Hormati Korban Kecelakaan Pesawat, Penggawa Timnas Indonesia Kirim Salam Duka
Nasib nahas dialami Chapecoense yang akan melangsungkan leg pertama final Copa Sudamericana melawan Atletico Nacional dari Kolombia. Chapecoense berangkat menuju Kolombia dengan menggunakan sebuah pesawat komersil dengan nomor penerbangan LMI2933.

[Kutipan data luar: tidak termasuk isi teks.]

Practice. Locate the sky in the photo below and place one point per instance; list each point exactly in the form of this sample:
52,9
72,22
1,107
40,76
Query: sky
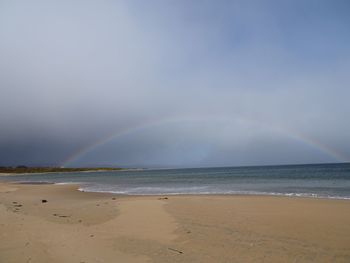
174,83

Namun, armada asal Brasil tersebut tidak pernah bisa mencapai pertandingan final, karena pesawat yang mereka tumpangi mengalami kecelakaan. Pesawat itu pun jatuh di Cerro El Gordo, yang berada di dekat La Union, Antioquita, dan tim penyelamat mengalami kesulitan menuju ke sana karena jalur yang susah diakses, terutamanya dengan hujan lebat yang mengguyur.
Setidaknya 76 orang meninggal dunia termasuk para pemain dan pelatih Chapecoense. Tragedi ini tentu saja menyita perhatian dunia sepakbola, termasuk awak Tim Nasional Indonesia.
Boaz Solossa dan Andritany Ardhiyasa ikut mengirimkan salam duka bagi para korban kecelakaan pesawat ini. Kedua pemain Timnas tersebut mengunggah foto dalam akun media sosial mereka.
Boaz sendiri mengunggah foto para pemain Chapocoense dan puing pesawat yang terjatuh di sebuah tebing di Kolombia tersebut. Tak lupa, kapten Timnas Indonesia ini menyampaikan ungkapan duka citanya.
"Saya turut berduka cita atas kecelakaan pesawat yang menimpa klub asal Brasil, Chapecoense," tulis Boaz dalam akun Instagram pribadinya.
Sama halnya seperti sang kapten, Andritany juga mengunggah logo klub asal Brasil tersebut dalam akun Instagram pribadinya. Kiper asal Persija Jakarta ini pun mengirimkan ucapan duka cita.
Unggahan Anditany ini pun mendapat apresiasi dari Boaz. Pemain berusia 30 tahun ini kemudian mengomentari foto yang diunggah Andritany.